The following piece appeared in The American Journal of Poetry:
Avenging Eve
Dusk, and my grandmother, the stronger woman,
is thrusting her small garden hoe at a green snake.
The only good one is a dead one, she says, striking.
She renders the creature into twitching tubes.
Its dilated eye is scared slitherless, growing glassier
while the yard dogs panic, wondering what’s next.
Cold apple-red blood spots the south porch concrete.
She rinses the serpent’s defeat away
with her green garden hose as crows
gather in the grove, awaiting pieces
of a small housewife’s victory
over history, over blame, over fear.
The following poem appeared at The Common online:
Widower’s Home
Rhythms inside their starter house still speak
to him: doors that won’t lock or seal only
come to with diminishing thumps,
leaving jamb-cracks for light or words.
Windows with glass like sheeting water
tremble when produce trucks monster
by – their loads overweight for his east-west road
the county left unpatched after summer floods.
Ripples of staircase rise: a certain scale.
His fingers plink the banister bars
as step-sounds’ muffled grumble warn:
He’s almost reached the landing.
Sitting out indecision at the top,
he refuses open rooms both right and left.

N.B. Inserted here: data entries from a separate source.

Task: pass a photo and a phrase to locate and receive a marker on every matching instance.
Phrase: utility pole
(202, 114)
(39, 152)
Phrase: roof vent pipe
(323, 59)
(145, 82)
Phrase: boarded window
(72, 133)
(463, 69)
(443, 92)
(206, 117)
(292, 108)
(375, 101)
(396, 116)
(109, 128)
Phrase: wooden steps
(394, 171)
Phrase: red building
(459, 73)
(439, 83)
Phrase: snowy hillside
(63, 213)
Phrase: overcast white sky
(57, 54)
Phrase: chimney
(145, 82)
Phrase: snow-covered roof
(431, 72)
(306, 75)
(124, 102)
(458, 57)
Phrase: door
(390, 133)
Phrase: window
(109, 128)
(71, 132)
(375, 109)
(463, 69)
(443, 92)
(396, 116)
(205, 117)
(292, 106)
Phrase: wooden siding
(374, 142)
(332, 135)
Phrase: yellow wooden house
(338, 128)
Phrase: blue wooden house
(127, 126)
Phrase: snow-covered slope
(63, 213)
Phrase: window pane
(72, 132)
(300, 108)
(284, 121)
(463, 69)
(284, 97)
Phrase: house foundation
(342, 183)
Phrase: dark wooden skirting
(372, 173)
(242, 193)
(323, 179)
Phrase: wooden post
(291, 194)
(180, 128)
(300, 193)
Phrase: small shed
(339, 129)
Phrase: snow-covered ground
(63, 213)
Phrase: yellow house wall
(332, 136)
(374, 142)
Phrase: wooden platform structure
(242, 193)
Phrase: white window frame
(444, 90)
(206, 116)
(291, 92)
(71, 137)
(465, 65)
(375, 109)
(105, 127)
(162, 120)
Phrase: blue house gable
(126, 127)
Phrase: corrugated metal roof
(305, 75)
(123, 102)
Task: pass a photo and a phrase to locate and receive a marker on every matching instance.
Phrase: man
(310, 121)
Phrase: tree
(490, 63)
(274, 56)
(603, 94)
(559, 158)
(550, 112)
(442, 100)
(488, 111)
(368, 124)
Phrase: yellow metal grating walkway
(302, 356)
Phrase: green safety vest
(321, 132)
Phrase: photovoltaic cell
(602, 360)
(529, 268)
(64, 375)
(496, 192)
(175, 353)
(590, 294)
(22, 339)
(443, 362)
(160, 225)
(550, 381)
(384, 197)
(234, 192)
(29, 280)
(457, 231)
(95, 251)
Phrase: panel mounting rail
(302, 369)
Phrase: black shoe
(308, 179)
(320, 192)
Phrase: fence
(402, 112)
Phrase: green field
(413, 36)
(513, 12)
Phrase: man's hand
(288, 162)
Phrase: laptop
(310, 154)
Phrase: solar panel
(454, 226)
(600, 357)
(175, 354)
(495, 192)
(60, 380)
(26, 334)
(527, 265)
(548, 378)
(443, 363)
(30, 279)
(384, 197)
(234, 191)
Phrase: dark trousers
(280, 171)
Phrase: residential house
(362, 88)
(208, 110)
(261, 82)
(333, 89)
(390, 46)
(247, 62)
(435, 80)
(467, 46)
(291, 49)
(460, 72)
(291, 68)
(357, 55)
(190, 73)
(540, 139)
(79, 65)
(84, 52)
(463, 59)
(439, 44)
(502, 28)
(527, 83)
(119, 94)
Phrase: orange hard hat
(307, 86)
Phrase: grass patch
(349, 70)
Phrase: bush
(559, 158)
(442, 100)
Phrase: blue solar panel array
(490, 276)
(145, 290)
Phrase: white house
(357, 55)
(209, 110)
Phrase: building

And the following shorter piece appeared in a recent issue of Steel Toe Review:
“The Farm I’ve Willed You”
Return when my strong ghost is gone:
When the ax-yard stump’s black center
grows moss, when the barn rafters
lose my fingerprints, after every post
forgets the warmth of my work-breath.
No need to forever ask: Is this
how he did it? You know and will grow
your own ways – a man’s touch ingrained
for your children to find and recall
the knots of your knuckles, planks of your palms.
Really love these poems! They are wonderful!